An example of the current implementation:
local R1:RECT, R2:RECT
s2s R1, R2, xmm0
This copies the entire structure in a single loop.
If the structure is larger, additional registers can be added to the argument list:
s2s Struc1, Struc2, xmm0, xmm1, xmm2, xmm3
Finally, if the structure size does not fit in a ymm / xmm register, general purpose registers should be used:
s2s Struc1, Struc2, xmm0, xmm1, xmm2, xmm3, rcx, rdx
All these registers listed in the arguments are divided so that all of their sub-registers can be used. This way, you don't have to worry about register sizes at all.
A last small implemented optimization is the register rotation. In some cases, this avoids time penalties.
I'm aware of the cache line problem, but this macro is intended for non-aligned structures, so I think it's not that important.
I add the s2s macro code and the supporting macros needed.

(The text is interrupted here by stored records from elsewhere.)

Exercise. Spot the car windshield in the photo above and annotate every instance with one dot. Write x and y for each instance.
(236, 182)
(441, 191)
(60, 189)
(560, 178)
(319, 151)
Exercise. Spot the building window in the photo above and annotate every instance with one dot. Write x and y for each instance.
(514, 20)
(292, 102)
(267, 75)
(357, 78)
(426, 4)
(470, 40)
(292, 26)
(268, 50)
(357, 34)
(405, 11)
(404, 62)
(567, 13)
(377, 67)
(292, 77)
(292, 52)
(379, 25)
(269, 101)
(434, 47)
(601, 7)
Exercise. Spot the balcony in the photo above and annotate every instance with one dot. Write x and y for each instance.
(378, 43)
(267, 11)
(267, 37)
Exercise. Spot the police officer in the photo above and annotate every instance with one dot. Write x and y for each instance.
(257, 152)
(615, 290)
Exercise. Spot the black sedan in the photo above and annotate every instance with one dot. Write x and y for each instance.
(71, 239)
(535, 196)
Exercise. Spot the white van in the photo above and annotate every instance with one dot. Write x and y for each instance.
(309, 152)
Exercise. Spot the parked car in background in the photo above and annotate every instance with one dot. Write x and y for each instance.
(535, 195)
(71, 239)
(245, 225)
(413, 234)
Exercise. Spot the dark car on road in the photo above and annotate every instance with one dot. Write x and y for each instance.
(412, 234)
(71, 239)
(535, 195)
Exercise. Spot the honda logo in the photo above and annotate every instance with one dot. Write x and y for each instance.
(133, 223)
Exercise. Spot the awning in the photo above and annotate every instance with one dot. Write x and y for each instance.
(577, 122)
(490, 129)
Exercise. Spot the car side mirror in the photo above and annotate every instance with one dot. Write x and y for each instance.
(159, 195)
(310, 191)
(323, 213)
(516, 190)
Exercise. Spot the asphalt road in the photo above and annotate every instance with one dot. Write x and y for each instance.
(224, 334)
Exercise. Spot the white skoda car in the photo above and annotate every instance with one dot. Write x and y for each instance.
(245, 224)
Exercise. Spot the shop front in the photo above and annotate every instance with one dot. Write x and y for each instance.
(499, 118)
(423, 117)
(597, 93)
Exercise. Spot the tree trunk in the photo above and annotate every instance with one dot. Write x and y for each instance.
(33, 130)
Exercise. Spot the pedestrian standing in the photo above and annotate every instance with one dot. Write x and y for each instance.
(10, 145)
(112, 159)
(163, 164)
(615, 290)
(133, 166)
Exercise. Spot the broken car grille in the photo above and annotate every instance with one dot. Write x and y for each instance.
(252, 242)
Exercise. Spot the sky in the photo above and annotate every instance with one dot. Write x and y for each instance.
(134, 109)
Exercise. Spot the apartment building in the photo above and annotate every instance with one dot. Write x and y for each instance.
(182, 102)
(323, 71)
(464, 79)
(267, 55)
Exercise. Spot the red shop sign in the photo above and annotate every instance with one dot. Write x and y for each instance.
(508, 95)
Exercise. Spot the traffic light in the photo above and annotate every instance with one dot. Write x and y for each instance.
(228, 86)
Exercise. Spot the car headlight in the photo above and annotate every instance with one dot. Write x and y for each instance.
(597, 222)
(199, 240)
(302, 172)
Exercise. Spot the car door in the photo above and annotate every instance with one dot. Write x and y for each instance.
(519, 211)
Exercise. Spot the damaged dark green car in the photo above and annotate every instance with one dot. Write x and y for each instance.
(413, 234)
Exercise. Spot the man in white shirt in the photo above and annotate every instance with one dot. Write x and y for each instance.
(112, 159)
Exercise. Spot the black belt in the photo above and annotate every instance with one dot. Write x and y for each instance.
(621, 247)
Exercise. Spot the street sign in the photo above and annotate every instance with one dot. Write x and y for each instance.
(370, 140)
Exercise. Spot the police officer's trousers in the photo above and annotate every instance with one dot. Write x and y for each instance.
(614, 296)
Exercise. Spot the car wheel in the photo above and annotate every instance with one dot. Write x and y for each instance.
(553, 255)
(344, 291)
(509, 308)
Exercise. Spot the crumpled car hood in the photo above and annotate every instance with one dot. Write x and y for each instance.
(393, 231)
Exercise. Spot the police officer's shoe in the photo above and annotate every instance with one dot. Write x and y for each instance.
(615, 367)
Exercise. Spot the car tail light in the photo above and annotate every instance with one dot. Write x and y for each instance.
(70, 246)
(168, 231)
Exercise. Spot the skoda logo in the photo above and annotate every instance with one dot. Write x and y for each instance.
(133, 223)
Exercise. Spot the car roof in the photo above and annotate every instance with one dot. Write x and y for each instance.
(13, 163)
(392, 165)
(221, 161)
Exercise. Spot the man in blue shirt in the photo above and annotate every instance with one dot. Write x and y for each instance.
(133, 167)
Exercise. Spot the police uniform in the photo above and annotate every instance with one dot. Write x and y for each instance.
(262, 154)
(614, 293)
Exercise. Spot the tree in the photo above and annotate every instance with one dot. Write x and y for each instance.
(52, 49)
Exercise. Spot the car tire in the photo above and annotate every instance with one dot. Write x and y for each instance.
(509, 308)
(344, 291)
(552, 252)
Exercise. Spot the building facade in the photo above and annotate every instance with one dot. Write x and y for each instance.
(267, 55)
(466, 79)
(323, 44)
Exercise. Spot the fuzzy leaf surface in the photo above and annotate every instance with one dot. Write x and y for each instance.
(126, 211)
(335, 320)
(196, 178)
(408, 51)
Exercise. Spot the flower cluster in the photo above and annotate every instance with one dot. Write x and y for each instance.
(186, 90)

As you read, you'll notice that I used this pair of instructions vlddqu/vmovdqu. This is related to this topic:
http://masm32.com/board/index.php?topic=8376.msg91681#msg91681 and may change in the future.
Biterider
PS: to avoid AVX/SEE transition penalties, I updated the instructions to AVX only (new upload).
See
https://software.intel.com/en-us/articles/avoiding-avx-sse-transition-penalties method 4.
On my system I get a 6-15x speedup depending on the structure size compared to the best rep movs algorithm.